Yahor Salabutau

Personal information
- Full name: Yahor Aliaksandravich Salabutau
- National team: Belarus
- Born: 24 January 1984 (age 42) Minsk, Belarusian SSR, Soviet Union
- Height: 1.80 m (5 ft 11 in)
- Weight: 70 kg (154 lb)

Sport
- Sport: Swimming
- Strokes: Freestyle

= Yahor Salabutau =

Belarusian swimmer

Yahor Aliaksandravich Salabutau (Ягор Аляксандравіч Салабутаў, Егор Александрович Салобутов; born January 24, 1984) is a Belarusian former swimmer, who specialized in freestyle events. Salabutau qualified for the men's 200 m freestyle at the 2004 Summer Olympics in Athens, by clearing a FINA B-standard entry time of 1:51.23 from the Belarus Open Championships in Minsk.
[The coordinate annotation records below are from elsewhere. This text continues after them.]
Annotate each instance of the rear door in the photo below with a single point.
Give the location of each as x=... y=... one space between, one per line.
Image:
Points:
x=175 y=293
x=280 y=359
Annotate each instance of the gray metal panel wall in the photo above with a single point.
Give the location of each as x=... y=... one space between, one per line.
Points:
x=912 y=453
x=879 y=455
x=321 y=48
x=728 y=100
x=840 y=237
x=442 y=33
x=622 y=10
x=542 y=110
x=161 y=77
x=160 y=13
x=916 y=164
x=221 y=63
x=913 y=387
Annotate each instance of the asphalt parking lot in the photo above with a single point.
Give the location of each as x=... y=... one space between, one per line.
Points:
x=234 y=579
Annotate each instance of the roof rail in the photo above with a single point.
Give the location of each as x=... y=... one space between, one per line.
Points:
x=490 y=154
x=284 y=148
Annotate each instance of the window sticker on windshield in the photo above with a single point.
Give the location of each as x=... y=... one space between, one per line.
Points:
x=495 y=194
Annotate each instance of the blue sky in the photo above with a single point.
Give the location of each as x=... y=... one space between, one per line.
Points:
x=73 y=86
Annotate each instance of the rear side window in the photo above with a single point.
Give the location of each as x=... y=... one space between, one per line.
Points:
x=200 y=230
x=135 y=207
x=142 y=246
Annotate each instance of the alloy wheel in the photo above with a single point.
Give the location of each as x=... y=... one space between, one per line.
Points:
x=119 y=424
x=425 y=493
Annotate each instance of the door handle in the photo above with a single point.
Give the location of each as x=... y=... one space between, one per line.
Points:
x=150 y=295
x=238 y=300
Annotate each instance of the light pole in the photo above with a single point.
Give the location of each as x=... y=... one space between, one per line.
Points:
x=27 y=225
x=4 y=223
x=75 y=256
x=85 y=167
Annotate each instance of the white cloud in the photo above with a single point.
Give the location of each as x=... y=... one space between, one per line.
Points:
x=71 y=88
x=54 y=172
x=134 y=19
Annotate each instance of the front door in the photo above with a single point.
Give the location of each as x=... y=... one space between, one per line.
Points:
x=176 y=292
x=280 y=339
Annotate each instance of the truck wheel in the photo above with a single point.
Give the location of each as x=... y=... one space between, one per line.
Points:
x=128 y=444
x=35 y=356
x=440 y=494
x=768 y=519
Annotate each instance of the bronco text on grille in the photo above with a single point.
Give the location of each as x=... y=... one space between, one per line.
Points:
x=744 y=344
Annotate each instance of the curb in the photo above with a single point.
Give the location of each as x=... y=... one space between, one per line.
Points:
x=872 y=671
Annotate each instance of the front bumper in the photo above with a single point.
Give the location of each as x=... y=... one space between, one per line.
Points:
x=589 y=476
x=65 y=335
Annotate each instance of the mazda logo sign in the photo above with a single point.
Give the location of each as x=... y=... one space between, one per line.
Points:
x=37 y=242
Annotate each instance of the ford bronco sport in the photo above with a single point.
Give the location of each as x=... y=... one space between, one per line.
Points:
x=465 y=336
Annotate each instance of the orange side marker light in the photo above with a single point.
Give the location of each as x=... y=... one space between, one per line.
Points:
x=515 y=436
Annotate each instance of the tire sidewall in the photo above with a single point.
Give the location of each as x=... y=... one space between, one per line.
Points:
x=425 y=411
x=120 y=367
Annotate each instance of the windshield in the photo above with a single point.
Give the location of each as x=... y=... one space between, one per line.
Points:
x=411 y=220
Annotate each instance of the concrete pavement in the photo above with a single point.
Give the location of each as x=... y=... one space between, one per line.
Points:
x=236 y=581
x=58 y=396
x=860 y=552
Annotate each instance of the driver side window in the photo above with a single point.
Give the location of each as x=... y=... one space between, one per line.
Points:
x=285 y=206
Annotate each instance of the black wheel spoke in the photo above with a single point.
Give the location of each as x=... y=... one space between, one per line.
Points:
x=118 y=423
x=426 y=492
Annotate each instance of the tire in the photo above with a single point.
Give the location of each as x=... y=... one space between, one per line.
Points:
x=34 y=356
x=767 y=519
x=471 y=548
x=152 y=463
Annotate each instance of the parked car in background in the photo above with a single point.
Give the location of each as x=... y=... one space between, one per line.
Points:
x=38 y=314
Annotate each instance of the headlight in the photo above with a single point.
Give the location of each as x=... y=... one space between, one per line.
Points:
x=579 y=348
He challenged seven other swimmers on the fourth heat, including two-time Olympians Joshua Ilika Brenner of Mexico and Giancarlo Zolezzi of Chile. He raced to sixth place by three hundredths of a second (0.03) behind Algeria's Mahrez Mebarek in 1:53.03. Salabutau failed to advance into the semifinals, as he placed thirty-seventh overall in the preliminaries.